Background:
Mounting evidence suggests that chemical concentrations that do not elicit concerted molecular responses over relatively short exposure durations (e.g., 24 h to 5 d) generally do not elicit adverse effects, even over much longer exposure durations. This has led to proposals to implement an omics-based regulatory testing paradigm which would use transcriptomic points of departure (tPOD; a benchmark dose/concentration -based treatment level below which a concerted gene expression response is not observed) as a health protective exposure level for risk assessment (Johnson et al. 2022). While initial research on the application of tPODs has focused on human health protection, more recently our research team and others have started to explore application of this concept for ecosystem protection as well. To evaluate the scientific underpinnings of the approach, two critical questions as it pertains to regulatory application are:
1) How variable are tPODs as a function of common experimental design variables?

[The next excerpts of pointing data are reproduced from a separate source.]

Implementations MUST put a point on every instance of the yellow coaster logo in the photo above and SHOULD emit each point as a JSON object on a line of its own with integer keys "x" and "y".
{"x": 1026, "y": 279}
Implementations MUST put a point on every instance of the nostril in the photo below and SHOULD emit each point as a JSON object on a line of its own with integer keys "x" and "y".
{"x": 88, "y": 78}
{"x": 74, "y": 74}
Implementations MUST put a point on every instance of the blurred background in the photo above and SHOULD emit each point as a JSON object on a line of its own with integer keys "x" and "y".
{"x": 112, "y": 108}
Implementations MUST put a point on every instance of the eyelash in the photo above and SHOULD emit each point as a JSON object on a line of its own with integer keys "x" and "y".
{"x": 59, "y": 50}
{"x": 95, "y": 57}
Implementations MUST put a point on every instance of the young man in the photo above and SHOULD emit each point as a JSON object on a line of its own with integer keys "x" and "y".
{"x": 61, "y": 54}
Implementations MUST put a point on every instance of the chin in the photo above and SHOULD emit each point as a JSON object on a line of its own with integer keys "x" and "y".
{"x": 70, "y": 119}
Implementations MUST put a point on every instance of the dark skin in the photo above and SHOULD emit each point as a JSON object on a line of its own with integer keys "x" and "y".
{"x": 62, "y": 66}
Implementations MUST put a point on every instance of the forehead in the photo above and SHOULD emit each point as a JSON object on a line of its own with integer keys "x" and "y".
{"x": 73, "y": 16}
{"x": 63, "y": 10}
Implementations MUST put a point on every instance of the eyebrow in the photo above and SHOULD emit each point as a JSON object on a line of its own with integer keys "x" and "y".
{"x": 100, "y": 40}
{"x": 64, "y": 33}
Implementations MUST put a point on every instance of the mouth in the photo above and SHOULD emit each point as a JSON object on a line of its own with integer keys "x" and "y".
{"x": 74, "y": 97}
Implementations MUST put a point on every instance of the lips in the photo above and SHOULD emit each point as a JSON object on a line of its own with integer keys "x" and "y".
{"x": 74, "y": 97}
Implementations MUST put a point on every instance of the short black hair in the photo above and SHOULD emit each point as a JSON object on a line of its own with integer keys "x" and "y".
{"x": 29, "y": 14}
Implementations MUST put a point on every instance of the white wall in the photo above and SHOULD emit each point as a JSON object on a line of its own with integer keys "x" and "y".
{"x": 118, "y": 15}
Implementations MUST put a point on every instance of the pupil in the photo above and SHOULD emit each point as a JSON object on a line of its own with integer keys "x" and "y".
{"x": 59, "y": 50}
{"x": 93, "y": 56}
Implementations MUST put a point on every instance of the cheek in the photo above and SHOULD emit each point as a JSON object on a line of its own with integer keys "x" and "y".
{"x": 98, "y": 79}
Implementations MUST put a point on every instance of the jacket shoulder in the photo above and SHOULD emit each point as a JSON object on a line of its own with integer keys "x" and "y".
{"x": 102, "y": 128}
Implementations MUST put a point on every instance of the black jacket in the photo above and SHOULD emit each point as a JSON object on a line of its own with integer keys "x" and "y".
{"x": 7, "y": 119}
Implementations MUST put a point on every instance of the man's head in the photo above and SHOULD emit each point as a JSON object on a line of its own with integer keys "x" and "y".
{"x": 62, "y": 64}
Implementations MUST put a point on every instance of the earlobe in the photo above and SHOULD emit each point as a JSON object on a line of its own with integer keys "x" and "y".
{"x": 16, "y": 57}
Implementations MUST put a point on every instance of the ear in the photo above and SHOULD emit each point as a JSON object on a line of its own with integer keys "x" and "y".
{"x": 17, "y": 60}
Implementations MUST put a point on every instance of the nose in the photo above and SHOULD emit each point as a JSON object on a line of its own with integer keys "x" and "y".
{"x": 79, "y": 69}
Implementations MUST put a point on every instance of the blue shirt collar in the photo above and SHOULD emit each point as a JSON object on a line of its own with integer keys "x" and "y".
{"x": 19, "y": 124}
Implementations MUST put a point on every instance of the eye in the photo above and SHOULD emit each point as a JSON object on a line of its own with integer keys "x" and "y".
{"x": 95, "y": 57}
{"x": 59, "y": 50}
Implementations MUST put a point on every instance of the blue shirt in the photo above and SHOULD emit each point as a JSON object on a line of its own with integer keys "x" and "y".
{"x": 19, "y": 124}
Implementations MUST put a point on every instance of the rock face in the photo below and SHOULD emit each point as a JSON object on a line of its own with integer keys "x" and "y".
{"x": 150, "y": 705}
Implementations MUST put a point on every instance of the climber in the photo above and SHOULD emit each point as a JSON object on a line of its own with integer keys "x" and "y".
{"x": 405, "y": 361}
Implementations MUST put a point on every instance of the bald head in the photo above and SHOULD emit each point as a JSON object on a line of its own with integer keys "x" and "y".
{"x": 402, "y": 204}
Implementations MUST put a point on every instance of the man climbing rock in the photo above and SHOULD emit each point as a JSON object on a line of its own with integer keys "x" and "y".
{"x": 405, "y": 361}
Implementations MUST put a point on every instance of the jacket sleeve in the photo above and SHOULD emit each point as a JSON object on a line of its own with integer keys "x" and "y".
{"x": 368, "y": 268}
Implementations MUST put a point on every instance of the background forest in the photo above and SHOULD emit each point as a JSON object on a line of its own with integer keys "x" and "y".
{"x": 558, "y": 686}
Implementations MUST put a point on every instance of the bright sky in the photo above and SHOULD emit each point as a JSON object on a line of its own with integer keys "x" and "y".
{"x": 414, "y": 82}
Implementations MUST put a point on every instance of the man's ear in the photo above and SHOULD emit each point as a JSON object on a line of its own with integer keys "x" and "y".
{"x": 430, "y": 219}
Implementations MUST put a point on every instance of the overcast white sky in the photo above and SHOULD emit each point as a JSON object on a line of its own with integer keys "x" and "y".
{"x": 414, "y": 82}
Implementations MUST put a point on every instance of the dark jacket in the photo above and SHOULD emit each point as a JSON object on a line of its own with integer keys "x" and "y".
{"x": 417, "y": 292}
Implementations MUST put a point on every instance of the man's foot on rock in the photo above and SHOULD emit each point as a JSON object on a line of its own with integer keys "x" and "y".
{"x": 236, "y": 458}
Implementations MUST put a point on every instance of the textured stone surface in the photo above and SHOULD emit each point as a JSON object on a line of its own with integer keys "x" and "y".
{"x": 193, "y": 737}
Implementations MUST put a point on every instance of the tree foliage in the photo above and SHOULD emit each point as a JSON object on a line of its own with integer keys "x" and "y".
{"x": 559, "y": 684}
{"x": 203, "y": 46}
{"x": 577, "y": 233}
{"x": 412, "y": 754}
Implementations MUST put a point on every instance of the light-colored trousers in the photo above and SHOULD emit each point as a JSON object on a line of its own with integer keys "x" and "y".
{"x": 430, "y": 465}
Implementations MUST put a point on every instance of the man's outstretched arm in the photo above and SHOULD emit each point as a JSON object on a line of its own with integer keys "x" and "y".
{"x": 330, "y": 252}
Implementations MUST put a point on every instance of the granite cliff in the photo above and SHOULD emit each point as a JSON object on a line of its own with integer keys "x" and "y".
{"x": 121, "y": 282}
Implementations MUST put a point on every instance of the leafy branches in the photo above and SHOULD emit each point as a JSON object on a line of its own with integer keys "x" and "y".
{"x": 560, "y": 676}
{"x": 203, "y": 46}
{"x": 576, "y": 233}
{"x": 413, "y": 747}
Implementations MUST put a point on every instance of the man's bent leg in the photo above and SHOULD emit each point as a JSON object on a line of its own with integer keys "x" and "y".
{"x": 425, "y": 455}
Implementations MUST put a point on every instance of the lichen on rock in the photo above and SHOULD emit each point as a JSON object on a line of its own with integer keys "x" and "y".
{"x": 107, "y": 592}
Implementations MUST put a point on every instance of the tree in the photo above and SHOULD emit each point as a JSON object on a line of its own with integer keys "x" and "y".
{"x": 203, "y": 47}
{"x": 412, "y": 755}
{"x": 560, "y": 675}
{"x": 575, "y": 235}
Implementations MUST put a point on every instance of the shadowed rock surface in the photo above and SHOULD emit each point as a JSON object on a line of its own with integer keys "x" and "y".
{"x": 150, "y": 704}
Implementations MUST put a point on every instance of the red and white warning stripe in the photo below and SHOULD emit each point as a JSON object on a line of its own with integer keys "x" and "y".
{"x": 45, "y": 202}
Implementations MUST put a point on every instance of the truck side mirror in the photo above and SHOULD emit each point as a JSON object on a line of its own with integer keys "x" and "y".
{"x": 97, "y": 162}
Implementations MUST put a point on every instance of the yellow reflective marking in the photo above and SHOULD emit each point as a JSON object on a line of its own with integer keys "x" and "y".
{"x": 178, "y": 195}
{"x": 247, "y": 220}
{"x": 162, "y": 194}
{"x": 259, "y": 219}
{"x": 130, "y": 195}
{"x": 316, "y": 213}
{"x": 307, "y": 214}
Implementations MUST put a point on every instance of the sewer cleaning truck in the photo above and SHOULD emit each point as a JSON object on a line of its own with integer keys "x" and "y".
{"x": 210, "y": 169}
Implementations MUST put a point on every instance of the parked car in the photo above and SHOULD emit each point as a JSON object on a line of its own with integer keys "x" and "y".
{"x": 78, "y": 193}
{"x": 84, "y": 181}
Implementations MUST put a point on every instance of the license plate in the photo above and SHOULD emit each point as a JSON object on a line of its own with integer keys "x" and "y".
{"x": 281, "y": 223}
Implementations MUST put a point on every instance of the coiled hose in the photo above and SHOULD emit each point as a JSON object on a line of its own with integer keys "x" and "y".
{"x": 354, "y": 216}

2) How do tPODs for the same chemical compare across species?
To examine these questions, zebrafish (Danio rerio) embryos were exposed to three different per- or polyfluoroalkyl substances (PFAS), perfluorooctanesulfonic acid (PFOS; DTXSID3031864); perfluorooctanoic acid (PFOA; DTXSID8031865); and perfluorohexane sulfonate (PFHxS; DTXSID90892476) in concentration-response, and then whole-body gene expression was determined using RNA sequencing (RNAseq). Embryos were exposed to each of the three PFAS, as well as a chlorpyrifos positive control, over seven distinct exposure periods (6 hours post fertilization [hpf]-120 hpf; 6 hpf-48 hpf; 6 hpf-24 hpf; 24-48 hpf; 24 hpf – 120 hpf; 48 hpf-120 hpf; and 96 hpf-120 hpf; Figure 1) with the goal of determining how much the tPOD varies as a function of the developmental window over which the organisms were exposed. In a separate study (CSS.1.7.5), tPODs for PFOS, PFOA, and PFHxS were generated for several other species including fathead minnow (Pimephales promelas), Daphnia magna (a crustacean), Chironomous dilutus (an insect) and Raphidocelis subcapitata (an algae). Thus, the tPODs generated for zebrafish embryos can also be compared against these data.
Dataset:
Processed RNAseq data are provided as normalized count matrices (counts per million reads; filtered to remove genes with <15 reads across all samples; log2 transformed with a pseudo count of 1 added to avoid negative value) with individual genes as rows and samples as columns. Data sets are organized into 21 count matrices, one for each exposure window evaluated for each chemical (T1-T7; Table 1). A meta-data file that that defines the exposure window, test chemical, treatment concentration, and replicate number for each sample is also provided. RNAseq was repeated for a sub-set of samples. Repeated samples are indicated in the metadata file.